There are three forms of malaria: the self-explanatory asymptomatic version when those affected have no signs of the disease other than the parasite circulating in their bloodstream; uncomplicated where the patient develops fever, chills, heavy sweats, nausea, headache, vomiting, diarrhoea and anaemia seven to 10 days after being bitten, and severe malaria which can lead to coma, organ failure, severe anaemia, lung problems and kidney injury or damage.

But there is hope. Because it has been an area of research for so long, with millions of dollars ploughed into studying the disease and its spread, a vaccine was developed. As Dr Moeti announced on World Malaria Day in April, the emerging results from a pilot scheme were “exciting”. “In 18 months, Ghana, Kenya and Malawi were able to deliver more than 1.7 million doses, reaching about the same levels of population coverage as other vaccines. This is a promising additional tool in malaria prevention.”

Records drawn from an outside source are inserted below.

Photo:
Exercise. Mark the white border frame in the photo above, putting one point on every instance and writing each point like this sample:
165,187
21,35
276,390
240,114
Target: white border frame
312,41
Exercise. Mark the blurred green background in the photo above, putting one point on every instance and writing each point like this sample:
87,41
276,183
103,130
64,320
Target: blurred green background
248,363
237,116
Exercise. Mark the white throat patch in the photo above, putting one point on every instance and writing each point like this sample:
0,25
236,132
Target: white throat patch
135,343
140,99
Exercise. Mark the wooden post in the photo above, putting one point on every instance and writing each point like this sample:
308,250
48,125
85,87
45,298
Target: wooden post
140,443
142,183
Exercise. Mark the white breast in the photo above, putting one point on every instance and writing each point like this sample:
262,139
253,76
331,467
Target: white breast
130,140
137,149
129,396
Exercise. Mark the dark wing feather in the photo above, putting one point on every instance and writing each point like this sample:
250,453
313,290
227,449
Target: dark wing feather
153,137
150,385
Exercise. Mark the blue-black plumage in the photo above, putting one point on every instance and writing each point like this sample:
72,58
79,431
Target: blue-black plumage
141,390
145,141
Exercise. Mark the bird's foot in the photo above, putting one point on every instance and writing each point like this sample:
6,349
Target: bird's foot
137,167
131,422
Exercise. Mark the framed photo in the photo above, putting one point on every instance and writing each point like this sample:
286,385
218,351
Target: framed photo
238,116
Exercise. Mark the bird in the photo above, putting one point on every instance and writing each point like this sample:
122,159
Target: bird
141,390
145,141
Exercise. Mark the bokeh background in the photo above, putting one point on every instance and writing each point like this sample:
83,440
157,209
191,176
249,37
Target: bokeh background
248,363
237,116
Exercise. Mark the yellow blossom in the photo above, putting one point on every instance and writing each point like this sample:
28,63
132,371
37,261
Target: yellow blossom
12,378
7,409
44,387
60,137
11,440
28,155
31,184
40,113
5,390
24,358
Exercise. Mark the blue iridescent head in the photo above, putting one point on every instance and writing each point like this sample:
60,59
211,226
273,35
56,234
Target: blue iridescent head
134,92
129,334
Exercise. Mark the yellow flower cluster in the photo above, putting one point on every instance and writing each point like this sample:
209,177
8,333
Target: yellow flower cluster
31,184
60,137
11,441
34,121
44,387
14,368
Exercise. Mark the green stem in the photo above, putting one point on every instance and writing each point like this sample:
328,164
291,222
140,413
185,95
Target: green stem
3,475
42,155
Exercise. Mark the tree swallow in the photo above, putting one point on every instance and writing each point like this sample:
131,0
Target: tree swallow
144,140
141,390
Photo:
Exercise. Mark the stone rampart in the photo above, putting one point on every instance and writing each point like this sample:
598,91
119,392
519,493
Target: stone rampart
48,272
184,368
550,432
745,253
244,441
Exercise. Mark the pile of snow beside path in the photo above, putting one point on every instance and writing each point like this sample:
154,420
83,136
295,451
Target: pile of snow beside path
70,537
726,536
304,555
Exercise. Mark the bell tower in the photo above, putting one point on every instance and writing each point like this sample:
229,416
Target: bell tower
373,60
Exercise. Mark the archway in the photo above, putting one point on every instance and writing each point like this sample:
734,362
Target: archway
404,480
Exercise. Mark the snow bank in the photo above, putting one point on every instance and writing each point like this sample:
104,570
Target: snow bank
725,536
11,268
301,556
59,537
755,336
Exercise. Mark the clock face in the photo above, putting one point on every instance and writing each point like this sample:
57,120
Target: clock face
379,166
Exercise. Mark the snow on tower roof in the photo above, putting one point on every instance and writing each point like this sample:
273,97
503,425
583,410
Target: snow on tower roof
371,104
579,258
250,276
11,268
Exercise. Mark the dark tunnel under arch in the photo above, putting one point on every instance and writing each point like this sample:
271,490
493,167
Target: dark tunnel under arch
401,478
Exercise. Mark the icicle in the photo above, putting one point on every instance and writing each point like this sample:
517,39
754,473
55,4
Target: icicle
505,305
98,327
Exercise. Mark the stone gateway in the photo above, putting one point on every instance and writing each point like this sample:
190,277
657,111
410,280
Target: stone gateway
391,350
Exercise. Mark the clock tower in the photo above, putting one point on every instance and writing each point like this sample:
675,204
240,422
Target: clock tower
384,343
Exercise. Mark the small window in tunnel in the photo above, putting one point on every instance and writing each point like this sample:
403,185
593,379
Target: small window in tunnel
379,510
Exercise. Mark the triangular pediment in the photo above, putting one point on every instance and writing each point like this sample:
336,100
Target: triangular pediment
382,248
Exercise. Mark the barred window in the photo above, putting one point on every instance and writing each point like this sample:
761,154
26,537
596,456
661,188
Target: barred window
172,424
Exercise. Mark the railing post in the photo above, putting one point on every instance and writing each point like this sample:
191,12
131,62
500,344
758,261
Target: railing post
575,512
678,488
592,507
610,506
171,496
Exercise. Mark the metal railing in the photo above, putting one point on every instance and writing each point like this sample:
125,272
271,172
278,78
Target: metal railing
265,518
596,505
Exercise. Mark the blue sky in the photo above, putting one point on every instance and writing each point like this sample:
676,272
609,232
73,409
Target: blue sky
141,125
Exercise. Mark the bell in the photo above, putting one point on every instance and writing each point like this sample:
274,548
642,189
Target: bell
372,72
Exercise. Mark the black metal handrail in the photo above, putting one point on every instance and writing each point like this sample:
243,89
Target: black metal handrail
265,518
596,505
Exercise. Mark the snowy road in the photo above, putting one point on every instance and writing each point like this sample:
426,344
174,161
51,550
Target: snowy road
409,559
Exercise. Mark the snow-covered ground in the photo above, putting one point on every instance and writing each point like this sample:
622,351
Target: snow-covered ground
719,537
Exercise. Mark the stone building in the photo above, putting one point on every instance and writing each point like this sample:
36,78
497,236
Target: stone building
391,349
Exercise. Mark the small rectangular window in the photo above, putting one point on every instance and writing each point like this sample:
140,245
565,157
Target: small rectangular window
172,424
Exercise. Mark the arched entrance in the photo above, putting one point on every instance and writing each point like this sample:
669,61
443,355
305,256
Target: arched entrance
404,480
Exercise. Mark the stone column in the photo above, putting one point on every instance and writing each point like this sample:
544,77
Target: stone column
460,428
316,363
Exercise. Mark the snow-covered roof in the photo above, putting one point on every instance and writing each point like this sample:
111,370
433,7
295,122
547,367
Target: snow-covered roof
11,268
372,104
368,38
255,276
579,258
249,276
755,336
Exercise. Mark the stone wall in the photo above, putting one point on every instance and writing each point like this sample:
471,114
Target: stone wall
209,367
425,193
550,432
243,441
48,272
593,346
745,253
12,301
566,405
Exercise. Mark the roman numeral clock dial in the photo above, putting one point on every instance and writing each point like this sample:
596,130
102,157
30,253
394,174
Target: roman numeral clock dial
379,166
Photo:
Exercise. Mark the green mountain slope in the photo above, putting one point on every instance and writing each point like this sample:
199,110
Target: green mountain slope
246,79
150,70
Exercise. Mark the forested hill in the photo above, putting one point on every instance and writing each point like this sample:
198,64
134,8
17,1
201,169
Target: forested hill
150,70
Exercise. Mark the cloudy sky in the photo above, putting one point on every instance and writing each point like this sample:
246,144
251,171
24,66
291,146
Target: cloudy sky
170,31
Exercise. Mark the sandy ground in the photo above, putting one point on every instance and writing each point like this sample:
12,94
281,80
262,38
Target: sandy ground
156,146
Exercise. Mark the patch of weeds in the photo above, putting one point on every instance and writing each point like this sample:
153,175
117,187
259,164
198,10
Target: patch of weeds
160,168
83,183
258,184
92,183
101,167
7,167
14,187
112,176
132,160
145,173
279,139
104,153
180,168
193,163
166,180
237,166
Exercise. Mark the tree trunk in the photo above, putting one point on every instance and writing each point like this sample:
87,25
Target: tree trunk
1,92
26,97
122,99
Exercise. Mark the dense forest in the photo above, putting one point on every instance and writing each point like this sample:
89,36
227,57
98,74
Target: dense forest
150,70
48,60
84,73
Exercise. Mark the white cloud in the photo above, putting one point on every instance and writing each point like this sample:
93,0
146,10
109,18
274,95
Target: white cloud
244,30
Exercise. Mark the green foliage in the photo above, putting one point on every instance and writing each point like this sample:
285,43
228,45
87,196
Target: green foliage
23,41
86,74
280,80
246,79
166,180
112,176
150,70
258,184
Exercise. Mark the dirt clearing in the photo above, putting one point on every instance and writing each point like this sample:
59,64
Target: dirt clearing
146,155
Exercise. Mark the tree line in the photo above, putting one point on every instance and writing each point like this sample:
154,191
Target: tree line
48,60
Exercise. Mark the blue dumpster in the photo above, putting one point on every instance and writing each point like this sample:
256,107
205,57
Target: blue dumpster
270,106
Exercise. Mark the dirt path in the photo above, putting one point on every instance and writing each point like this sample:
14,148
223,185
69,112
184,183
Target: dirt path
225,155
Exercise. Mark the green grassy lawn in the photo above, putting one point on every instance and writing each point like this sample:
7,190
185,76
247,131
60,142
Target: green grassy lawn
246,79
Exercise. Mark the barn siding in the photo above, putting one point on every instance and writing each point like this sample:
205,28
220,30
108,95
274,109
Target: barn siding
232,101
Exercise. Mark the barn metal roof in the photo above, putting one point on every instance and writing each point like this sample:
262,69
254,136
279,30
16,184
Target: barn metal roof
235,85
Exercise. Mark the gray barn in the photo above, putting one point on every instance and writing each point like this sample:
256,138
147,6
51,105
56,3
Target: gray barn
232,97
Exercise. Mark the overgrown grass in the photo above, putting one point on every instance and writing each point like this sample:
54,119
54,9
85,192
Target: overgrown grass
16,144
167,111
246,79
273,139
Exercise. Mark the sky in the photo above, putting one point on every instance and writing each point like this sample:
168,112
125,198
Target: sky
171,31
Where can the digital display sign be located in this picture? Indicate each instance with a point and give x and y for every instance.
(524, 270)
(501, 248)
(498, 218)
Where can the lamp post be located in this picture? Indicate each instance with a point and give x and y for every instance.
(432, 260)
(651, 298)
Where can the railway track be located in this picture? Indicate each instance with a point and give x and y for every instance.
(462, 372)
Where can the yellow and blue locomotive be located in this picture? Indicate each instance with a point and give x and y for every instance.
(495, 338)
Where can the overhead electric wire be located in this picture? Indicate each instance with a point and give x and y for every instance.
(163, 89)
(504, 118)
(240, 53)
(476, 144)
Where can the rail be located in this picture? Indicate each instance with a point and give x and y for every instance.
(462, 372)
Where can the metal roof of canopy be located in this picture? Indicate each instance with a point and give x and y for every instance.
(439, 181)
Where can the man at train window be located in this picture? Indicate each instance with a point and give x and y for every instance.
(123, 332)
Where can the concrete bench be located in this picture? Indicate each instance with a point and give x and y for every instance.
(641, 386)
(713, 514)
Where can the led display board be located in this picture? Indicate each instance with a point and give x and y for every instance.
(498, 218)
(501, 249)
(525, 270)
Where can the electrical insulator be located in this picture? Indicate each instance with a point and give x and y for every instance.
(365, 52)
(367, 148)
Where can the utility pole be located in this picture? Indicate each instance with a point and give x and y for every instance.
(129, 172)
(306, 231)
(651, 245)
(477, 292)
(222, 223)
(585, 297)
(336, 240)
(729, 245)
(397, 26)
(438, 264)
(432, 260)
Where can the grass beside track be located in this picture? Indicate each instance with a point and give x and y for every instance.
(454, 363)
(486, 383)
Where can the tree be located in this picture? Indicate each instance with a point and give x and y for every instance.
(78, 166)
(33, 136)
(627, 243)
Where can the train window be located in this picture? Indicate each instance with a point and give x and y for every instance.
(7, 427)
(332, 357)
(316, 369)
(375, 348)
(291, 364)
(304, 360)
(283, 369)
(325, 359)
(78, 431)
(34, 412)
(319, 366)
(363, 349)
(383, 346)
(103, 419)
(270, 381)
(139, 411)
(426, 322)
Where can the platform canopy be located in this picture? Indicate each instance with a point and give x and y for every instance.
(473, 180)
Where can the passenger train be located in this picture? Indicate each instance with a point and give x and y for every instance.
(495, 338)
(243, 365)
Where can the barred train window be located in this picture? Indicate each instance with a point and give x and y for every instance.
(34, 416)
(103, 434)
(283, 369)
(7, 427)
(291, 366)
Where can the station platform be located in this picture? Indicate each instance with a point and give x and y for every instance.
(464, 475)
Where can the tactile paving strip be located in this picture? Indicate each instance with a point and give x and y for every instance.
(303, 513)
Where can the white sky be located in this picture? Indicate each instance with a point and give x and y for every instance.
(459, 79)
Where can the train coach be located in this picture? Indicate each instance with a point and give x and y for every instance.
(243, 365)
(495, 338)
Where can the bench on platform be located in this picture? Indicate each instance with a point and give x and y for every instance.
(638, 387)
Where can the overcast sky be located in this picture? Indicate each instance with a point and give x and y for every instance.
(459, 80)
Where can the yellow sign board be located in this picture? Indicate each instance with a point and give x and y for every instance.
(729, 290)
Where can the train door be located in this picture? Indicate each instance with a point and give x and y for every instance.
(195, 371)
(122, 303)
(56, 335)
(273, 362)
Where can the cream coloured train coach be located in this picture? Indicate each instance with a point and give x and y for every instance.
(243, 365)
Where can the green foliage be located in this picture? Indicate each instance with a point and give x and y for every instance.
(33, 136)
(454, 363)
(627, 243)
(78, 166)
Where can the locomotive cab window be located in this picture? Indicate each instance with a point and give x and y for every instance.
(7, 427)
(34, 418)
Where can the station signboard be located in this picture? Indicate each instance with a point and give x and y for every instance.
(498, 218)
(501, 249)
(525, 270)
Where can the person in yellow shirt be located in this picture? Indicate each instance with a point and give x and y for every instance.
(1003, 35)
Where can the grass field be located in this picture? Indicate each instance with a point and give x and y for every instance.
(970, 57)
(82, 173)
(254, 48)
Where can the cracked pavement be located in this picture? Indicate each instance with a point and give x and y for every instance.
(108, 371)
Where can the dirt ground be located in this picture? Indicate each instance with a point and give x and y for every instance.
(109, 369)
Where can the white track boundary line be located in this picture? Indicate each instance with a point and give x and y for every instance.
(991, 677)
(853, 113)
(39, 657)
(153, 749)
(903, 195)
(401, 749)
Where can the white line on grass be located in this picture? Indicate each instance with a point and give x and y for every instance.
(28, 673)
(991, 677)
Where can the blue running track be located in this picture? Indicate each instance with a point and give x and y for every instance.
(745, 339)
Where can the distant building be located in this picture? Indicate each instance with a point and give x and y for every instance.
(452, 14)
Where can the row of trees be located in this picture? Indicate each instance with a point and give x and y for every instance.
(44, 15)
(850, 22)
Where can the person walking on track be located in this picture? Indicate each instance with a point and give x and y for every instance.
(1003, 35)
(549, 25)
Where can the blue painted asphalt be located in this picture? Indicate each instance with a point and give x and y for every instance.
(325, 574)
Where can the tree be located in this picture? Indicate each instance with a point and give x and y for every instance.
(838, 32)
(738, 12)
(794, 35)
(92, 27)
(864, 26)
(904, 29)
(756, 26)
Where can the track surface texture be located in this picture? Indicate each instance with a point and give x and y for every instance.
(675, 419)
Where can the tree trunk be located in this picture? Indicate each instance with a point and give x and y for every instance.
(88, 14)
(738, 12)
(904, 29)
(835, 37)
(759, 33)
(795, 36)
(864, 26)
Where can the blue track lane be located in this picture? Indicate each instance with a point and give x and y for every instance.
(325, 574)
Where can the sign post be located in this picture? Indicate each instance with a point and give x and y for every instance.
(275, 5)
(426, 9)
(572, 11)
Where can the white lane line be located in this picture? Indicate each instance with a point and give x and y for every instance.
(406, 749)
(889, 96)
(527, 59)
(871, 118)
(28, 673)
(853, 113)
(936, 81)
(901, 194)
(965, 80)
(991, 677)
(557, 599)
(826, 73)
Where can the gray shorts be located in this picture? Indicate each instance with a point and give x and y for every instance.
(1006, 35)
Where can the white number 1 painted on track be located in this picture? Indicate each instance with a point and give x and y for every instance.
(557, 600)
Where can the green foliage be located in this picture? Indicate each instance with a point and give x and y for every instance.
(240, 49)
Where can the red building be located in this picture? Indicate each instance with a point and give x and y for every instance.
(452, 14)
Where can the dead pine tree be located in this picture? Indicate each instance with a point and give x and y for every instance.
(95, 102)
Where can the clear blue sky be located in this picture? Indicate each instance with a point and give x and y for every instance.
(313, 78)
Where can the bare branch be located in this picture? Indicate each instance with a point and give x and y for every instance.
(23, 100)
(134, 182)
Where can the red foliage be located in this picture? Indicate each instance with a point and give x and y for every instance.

As South Africa (and Mozambique, Zimbabwe, Eswatini, Botswana and Namibia) enjoys the annual rainy season from September to April, the risk is high. Something acknowledged by Ross Holgate, son of adventurer Kingsley, who administers the Kingsley Holgate Foundation which has provided half-a-million insecticide treated mosquito nets to mainly mothers and pregnant women in the most affected regions in Africa.

In an interview with IOL Holgate said malaria prevention work in Mozambique had continued, despite Covid-19 lockdowns. “Our focus was on emergency provision of mosquito nets to mothers and children fleeing the northern Cabo Delgado province.” Heavy rains and flooding around the Limpopo river flood basin also exacerbated the situation.

Goodbye Malaria is a Foundation partner which undertakes spray programmes in the worst affected areas, regardless of international borders between SA, Mozambique and Eswatini. According to Holgate, more than 611 000 homes were treated in 2020, something he described as “a herculean task” during lockdown.

“If it wasn’t for the great work being done by Goodbye Malaria in stopping the spread of the disease from Mozambique into neighbouring countries, malaria would be even more rife in Eswatini, northern KwaZulu-Natal and in and around the Kruger National Park.”

Public health challenges abound. It’s important to remember that wars are never fought on only one front. As gains are made against Covid-19, the vigilance against malaria should not waiver.